The Post-Traumatic Stress Disorder Fallacy by H. Nattanya Andersen is a riveting and enlightening work that delves into the complexities of PTSD—a condition initiated by terrifying events that impacts individuals both psychologically and emotionally. The narrative embarks on the arduous journey endured by those afflicted with PTSD.

The author recounts her own harrowing experiences as a flight attendant, where a routine day was shattered by the catastrophic explosion of an aircraft engine, resulting in the loss of all on board. This book sheds light on the challenges of seeking joy in life while grappling with PTSD. It’s a story many might find personally resonant. Having friends who suffer from PTSD myself, I anticipated that this book would offer me deeper insights into their experiences. Indeed, ‘The Post-Traumatic Stress Disorder Fallacy’ proved to be both informative and surprisingly engaging, enriching my understanding significantly. The book was well edited and free from grammatical errors.

The book presents several commendable features. To begin with, it serves as a revelation regarding the transformation of the U.S. healthcare system into a lucrative business. Furthermore, the extensive research and analysis of various authors and scientists’ works reflect the author’s dedication and thoroughness in crafting this book. This diligence naturally extends to the book’s instructive quality, particularly its intriguing insights into certain Buddhist and Hindu practices, which I found to be intellectually stimulating. The author’s candid narrative in unveiling the hidden malpractices is particularly admirable.
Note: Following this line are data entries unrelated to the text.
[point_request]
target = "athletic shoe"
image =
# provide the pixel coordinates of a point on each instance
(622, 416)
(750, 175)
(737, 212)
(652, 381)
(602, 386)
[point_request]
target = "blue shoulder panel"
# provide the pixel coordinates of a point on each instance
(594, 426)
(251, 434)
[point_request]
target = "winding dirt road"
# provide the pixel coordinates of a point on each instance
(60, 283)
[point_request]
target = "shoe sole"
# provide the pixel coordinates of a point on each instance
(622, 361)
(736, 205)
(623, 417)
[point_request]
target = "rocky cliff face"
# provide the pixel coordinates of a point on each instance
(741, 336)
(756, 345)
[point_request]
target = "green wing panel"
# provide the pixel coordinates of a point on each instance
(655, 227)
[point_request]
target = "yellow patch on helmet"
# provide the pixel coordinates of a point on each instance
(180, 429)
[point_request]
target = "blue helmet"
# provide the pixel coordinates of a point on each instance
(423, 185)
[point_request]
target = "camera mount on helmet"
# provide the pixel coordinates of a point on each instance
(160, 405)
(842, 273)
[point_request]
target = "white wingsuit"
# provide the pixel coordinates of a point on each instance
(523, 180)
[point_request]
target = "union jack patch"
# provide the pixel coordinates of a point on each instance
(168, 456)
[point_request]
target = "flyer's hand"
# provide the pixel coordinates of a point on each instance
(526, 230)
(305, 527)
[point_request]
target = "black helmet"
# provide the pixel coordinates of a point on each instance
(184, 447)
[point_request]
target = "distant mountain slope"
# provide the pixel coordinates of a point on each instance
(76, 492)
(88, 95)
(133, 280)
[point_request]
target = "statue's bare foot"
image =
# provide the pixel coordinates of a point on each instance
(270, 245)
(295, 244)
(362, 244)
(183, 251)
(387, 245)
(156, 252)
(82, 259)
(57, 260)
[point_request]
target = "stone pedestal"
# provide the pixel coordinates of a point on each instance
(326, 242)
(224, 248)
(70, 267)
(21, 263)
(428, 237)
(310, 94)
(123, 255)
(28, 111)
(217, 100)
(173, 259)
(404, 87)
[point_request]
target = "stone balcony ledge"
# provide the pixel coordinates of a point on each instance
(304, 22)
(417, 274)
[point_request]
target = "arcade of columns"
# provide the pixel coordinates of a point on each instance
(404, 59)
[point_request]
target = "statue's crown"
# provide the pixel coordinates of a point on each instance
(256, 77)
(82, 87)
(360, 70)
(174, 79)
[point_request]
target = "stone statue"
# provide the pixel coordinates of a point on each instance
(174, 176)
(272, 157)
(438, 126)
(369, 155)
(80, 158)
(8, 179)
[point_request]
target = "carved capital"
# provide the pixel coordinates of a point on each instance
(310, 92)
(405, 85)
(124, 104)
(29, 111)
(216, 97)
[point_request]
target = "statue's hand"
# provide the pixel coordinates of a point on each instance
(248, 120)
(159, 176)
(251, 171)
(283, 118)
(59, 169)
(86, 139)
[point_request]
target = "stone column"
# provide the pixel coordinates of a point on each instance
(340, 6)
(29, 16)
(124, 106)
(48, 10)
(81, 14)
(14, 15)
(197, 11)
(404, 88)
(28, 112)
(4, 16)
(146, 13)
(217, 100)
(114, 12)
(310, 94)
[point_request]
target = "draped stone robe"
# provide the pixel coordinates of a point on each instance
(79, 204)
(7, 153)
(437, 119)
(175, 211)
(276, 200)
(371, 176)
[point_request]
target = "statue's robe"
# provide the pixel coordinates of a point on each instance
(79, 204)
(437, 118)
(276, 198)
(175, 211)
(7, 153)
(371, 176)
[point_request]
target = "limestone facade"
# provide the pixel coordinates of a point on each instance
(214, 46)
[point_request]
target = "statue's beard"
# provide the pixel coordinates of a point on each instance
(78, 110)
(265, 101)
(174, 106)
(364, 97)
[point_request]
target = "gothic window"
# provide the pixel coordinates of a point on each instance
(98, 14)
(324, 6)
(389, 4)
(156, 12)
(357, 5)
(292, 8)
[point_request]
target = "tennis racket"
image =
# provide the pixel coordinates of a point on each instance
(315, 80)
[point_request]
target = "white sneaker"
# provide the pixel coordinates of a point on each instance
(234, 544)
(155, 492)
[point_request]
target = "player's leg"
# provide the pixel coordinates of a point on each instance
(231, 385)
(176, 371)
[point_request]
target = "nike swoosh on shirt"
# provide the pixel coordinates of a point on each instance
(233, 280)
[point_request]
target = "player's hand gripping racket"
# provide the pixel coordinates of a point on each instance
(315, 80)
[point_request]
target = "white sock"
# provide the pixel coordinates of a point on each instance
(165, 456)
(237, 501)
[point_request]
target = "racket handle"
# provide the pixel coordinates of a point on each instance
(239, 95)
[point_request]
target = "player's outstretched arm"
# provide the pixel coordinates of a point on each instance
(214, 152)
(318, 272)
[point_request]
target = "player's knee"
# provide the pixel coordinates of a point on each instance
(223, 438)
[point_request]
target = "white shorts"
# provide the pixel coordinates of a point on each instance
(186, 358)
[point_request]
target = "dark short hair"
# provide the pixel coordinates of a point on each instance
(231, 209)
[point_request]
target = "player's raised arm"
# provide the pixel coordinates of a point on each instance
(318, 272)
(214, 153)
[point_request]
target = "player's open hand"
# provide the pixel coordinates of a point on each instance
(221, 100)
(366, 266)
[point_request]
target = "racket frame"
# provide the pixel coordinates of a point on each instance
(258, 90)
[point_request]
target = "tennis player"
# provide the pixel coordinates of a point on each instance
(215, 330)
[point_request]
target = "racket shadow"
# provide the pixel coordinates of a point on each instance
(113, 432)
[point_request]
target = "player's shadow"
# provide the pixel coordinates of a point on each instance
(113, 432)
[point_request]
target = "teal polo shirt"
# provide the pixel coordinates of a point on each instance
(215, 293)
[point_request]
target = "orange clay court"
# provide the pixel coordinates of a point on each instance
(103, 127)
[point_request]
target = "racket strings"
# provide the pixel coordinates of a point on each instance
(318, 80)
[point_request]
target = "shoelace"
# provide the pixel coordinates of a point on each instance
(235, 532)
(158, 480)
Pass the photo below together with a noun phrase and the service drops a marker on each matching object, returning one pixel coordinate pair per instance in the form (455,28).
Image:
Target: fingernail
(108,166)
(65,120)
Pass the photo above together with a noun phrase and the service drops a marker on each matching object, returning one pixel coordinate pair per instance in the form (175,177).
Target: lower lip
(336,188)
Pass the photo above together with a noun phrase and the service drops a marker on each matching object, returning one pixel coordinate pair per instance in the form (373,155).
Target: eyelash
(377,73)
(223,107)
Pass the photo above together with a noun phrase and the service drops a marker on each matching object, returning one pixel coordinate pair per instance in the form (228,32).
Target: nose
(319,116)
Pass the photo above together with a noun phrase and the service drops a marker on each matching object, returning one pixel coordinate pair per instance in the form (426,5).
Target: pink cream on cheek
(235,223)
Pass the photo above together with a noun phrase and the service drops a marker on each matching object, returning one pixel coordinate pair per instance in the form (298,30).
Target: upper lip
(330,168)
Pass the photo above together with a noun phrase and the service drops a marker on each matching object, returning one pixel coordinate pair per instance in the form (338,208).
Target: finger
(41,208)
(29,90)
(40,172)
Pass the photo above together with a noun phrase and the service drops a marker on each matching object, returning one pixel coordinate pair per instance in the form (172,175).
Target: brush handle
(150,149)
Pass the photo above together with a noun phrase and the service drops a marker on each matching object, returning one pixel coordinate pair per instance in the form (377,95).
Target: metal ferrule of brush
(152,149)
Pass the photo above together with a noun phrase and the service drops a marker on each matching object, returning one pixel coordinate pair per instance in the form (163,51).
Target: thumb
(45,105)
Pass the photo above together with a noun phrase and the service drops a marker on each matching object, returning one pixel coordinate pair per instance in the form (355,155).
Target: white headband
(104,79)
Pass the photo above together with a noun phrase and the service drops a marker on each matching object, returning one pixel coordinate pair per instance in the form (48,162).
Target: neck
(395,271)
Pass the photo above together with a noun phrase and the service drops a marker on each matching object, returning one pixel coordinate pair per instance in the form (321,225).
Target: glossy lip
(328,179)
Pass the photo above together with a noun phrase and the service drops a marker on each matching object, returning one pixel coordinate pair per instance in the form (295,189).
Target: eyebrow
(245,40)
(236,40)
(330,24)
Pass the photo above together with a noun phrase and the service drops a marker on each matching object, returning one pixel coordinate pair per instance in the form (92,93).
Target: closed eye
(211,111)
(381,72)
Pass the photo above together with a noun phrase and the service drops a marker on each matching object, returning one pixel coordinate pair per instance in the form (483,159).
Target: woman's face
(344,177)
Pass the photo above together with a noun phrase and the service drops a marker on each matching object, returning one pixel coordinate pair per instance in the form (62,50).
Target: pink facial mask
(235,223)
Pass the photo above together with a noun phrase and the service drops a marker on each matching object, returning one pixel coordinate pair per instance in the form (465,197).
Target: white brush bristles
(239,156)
On the flip side, the book has its drawbacks. Notably, the placement of references directly within the text detracts from the overall neatness of the presentation, which could have been more effectively organized as endnotes. Additionally, the author’s assertions regarding the fate of individuals who commit suicide, suggesting that those who use modern pharmaceuticals and end their lives will face adverse consequences in the afterlife, strike me as a contentious and potentially flawed argument.

I would rate this book 4 out of 5 stars, and I would recommend it for anyone over 16 years old.